Tracking DACA Recipients’ Access to Health Care
National Immigration Law Center
The U.S. health care system is failing immigrants, including recipients of Deferred Action for Childhood Arrivals (DACA). These communities face disparities that stem from longstanding racism, housing discrimination, employment discrimination, and poverty, among other social determinants of health. DACA recipients in particular stand at a crossroads of having uncertain access to status, exclusion from much of the health care safety net and family members at risk of deportation. These inequities were exacerbated during the COVID-19 pandemic, when immigrants were ineligible for some programs providing relief and were overrepresented among essential workers.

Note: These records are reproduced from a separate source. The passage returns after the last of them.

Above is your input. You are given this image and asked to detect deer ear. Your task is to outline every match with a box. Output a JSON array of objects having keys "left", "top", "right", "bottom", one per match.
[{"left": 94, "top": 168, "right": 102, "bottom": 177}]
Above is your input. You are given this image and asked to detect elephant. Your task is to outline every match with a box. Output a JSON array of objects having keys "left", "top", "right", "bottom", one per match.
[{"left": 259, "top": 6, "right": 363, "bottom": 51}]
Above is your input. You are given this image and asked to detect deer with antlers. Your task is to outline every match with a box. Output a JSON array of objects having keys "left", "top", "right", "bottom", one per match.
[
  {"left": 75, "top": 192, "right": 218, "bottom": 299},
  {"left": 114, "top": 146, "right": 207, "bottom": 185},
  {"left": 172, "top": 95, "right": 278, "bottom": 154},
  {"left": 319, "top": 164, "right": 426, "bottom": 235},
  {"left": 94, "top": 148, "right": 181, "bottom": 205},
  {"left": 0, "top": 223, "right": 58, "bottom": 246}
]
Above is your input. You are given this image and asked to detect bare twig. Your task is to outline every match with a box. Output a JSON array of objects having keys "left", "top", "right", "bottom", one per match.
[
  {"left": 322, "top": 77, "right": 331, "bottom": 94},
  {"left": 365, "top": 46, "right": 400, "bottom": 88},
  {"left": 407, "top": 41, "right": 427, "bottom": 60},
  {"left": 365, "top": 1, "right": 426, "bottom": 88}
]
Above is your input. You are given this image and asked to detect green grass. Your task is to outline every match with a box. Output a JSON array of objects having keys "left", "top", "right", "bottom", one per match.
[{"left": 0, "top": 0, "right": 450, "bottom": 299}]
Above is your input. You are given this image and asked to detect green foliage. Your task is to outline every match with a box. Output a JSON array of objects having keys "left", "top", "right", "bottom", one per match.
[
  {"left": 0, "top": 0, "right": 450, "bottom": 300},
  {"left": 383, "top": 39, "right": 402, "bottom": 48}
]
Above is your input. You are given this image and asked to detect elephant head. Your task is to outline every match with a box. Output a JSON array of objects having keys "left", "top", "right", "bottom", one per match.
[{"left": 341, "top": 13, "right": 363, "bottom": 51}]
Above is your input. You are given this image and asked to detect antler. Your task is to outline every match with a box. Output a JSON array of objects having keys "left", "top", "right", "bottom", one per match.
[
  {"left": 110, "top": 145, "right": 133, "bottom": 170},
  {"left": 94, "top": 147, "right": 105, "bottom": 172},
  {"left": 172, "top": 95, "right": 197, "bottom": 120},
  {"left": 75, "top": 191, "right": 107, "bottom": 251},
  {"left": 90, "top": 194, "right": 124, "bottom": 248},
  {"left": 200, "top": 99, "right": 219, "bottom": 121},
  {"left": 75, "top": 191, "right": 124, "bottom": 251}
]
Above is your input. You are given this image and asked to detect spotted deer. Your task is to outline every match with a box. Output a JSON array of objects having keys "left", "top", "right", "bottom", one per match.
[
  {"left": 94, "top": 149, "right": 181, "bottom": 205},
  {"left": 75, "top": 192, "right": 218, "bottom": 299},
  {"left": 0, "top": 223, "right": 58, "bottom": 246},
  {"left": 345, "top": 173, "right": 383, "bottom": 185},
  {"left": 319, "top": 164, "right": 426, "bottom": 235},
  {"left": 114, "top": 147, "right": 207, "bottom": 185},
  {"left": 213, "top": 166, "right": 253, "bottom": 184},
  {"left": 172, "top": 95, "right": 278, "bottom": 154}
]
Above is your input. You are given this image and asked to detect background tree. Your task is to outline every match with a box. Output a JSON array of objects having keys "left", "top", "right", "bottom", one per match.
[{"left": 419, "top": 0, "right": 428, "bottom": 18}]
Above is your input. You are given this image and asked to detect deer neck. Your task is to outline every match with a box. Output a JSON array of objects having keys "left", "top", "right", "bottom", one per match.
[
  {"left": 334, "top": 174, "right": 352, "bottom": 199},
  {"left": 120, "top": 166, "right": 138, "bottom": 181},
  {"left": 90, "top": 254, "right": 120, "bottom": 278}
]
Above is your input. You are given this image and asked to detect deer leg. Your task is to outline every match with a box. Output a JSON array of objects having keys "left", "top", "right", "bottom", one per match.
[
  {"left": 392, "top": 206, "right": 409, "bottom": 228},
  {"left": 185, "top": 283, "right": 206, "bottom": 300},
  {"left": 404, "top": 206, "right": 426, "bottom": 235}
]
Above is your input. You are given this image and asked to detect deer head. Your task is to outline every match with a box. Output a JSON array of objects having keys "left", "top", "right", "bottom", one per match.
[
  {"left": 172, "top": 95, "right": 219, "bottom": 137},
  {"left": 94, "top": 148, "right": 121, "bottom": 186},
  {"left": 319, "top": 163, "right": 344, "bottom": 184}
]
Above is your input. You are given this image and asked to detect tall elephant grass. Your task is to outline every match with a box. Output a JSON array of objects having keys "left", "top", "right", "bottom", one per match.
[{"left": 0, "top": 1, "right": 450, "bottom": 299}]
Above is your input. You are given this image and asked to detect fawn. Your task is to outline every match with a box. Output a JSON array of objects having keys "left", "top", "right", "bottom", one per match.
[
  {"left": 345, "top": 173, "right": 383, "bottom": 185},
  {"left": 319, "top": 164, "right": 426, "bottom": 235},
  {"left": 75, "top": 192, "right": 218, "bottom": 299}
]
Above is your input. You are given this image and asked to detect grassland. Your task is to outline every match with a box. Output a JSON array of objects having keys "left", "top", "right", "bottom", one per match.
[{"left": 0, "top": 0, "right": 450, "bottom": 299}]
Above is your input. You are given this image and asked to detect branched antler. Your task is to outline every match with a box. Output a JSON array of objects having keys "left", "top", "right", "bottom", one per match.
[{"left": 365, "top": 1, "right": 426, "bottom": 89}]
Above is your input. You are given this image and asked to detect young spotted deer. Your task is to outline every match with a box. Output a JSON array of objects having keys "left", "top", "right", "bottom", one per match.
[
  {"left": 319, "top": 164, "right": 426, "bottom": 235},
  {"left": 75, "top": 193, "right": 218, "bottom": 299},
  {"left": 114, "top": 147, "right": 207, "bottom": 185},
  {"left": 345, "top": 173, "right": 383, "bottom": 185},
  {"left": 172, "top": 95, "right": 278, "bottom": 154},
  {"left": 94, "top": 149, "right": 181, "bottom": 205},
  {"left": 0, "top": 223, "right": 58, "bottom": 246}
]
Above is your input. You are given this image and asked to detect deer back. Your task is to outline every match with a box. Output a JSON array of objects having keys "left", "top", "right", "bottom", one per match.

This fact sheet reports on findings from a survey of 1,021 DACA recipients administered by Tom K. Wong of the University of California, San Diego, United We Dream, the National Immigration Law Center, and the Center for American Progress, in 2021. In this survey, the authors asked a comprehensive set of questions about DACA recipients’ access to health care and services. The research finds that respondents face significant health disparities.
DACA has been in existence for nearly a decade, after it was first announced in June 2012. Under the program, people who came to the U.S. as children and meet other requirements may receive renewable grants of relief from deportation and work authorization. However, when DACA was established, the Department of Health and Human Services made a determination that recipients would not be considered lawfully present for purposes of eligibility for Affordable Care Act, Medicaid and Children’s Health Insurance Program (CHIP) coverage. As a result, hundreds of thousands of people have been denied eligibility for health insurance tax credits, as well as Medicaid and CHIP coverage in states that have opted to cover lawfully residing children and pregnant people.